If the Treasury fully awarded the tenor, bid rates would have averaged 4.883 percent, surging by a whopping 169.8-basis point (bps) from the previous auction rate of 3.185 percent.

This would have also been higher by 84.6 bps from 4.037 percent secondary-market benchmark rate for the security, based on the PHP Bloomberg Valuation Service (BVAL) reference rate. When compared to the BVAL rate for a 6-year tenor of 4.1688 percent, this would have also been up by 71.5 basis points.

With a remaining life of five years and six months, the tenor is set to mature on May 4, 2027.

While higher rates reflect investor confidence on economic recovery beyond the Duterte administration, these also mean investors expect rising inflation.

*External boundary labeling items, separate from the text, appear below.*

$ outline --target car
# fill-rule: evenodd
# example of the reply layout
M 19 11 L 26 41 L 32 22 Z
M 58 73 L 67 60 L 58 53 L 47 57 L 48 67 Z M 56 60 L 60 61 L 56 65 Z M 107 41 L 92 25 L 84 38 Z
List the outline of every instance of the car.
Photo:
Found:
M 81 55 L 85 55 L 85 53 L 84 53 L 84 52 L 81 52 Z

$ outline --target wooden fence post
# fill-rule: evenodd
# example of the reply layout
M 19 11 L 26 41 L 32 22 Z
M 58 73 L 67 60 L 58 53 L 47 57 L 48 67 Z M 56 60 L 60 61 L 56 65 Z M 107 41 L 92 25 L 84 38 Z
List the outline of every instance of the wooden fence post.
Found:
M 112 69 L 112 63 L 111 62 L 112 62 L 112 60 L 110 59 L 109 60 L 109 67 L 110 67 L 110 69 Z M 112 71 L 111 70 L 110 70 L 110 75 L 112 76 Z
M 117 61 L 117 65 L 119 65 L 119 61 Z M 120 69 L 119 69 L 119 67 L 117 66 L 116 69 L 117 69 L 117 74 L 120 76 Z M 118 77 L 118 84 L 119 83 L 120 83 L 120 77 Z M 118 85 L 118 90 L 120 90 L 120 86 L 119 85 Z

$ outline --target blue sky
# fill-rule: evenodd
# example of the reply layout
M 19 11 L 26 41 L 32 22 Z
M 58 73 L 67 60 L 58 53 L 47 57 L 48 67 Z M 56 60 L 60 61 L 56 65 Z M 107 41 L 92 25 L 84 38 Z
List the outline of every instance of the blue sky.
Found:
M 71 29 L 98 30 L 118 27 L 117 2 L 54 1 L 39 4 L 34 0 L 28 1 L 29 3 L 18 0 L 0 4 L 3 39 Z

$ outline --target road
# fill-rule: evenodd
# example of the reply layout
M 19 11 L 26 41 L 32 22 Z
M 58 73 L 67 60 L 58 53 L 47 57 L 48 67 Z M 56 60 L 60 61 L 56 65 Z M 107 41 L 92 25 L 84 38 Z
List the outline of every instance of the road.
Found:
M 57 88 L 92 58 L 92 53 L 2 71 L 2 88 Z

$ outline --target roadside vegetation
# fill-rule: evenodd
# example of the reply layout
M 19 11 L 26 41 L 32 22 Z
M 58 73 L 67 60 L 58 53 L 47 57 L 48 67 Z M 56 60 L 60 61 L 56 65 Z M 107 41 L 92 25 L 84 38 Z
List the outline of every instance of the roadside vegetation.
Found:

De Leon reminded investors on the statement by Bangko Sentral ng Pilipinas (BSP) Governor Benjamin E. Diokno that elevated inflation is “transitory.”

She added that Diokno’s “statement that [it is] still early to lift rates should assure the market.”

But should elevated inflation persist, De Leon assured the public that the government has sufficient funds backing its debt papers.

“We have strong cash position supported by improving revenue collection and expected ODA [official development assistance] inflows,” she said.

Inflation eased to 4.8 percent in September, slightly lower than 4.9 percent in August. While it is within the range of BSP’s projection for the September inflation of 4.8 percent to 5.6 percent, this exceeded the government’s 2-to-4 percent target.

De Leon earlier said they expect investors would seek higher rates given that the BSP sees inflation this year averaging beyond its target at 4.4 percent.

The Treasury aims to raise P200 billion from the local debt market before the clock ticks to All Saints Day. It’s part of the Treasury’s role in helping the national government achieve its programmed borrowing for this year of P3.1-trillion. Much of that amount is being raised through domestic sources.

The government borrows to meet its spending requirements as well as to finance its budget deficit—when it’s spending more than it is earning.

As of end-August this year, the national government’s outstanding debt has hit a new record-high of P11.64 trillion, up by more than a fifth from P9.62 trillion a year ago.